The last time I was on the Tee Vee News, I mentioned that I’m taking my blogger attitude with me everywhere I go. It’s not a pose; to the contrary, I was born to this world and I’ve been growing it to my scale for the past 30 years. But I’m being very careful not to be swayed into betraying it, not to bow and scrape to the media or to any sort of clubby corporate sensibility. The real Day the Music Died wasn’t the night of that terrible plane crash, it was the Sunday night when Bo Diddley went on the Ed Sullivan show looking like Malcolm X with a Gibson guitar. So be it. That world was his, and Sullivan was already a relic. This world is ours.

And all of that is by way of introduction to my thoughts on Ann Brenhoff’s article on real estate weblogging in the Los Angeles Times. Everyone else mentioned in the piece has written their reactions, all this while my Mac was making Sad-Mac faces at me. But my slice of this pie owes directly to the take-no-prisoners Bo Diddley attitude discussed above. Jeff Brown fingered me to Brenhoff, although I gather BloodhoundBlog had come up more than once in her research. I laughed at her from the first, telling her that, even though I knew she was going to write yet another just-what-are-those-crazy-kids-up-to-now? story, that we represent the future of print communication. She surprised me by agreeing, and she told me that she hoped I would look upon her favorably if she ever came looking for work. In fact, she’s a hard working dog — I have a Google-bot running on her name — and I don’t doubt that she has a game plan for the demise of the dead-tree media.

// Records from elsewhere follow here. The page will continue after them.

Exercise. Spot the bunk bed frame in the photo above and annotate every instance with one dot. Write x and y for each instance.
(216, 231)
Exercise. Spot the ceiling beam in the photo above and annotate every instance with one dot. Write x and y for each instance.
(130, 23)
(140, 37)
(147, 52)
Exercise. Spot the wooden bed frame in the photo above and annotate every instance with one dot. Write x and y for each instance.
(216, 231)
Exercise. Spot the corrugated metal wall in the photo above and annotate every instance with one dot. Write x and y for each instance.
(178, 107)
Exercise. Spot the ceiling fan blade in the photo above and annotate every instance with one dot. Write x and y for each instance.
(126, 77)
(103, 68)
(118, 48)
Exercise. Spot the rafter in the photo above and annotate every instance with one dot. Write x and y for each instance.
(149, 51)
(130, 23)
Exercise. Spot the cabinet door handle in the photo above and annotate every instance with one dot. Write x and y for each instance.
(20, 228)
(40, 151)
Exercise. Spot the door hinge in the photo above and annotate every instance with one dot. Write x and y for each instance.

Anyway, my dream, when working with the old media, is that I’ll run up against someone like Dan Melson, someone who can’t leave one stone unturned, one lead unpursued. When I talk to a reporter, I say everything I know and then some, I finger everyone I can think of — and then I follow up with two or more emails full of links and references. Matt Carter chastises me every time I beat up on the press, but he is that kind of reporter, writing prose that is just drenched in detail. This is what I did with Brenhoff, in any case, with what seem to me to be good results. It’s all just waxed fruit, never forget that. But it was a fun kind of waxed-fruit experience.

We are each one of us stars, not always rock stars, in our own little introspective dramas. It’s nice to get paid, but the best gift we can have from these ambulating things that surround us — each one uniquely distinct and yet identical to us as entities — is the gift of their having paid attention to what we had to say. I am not waxed fruit, even though I might play waxed fruit on TV or in the newspaper. It was nice of Brenhoff to notice.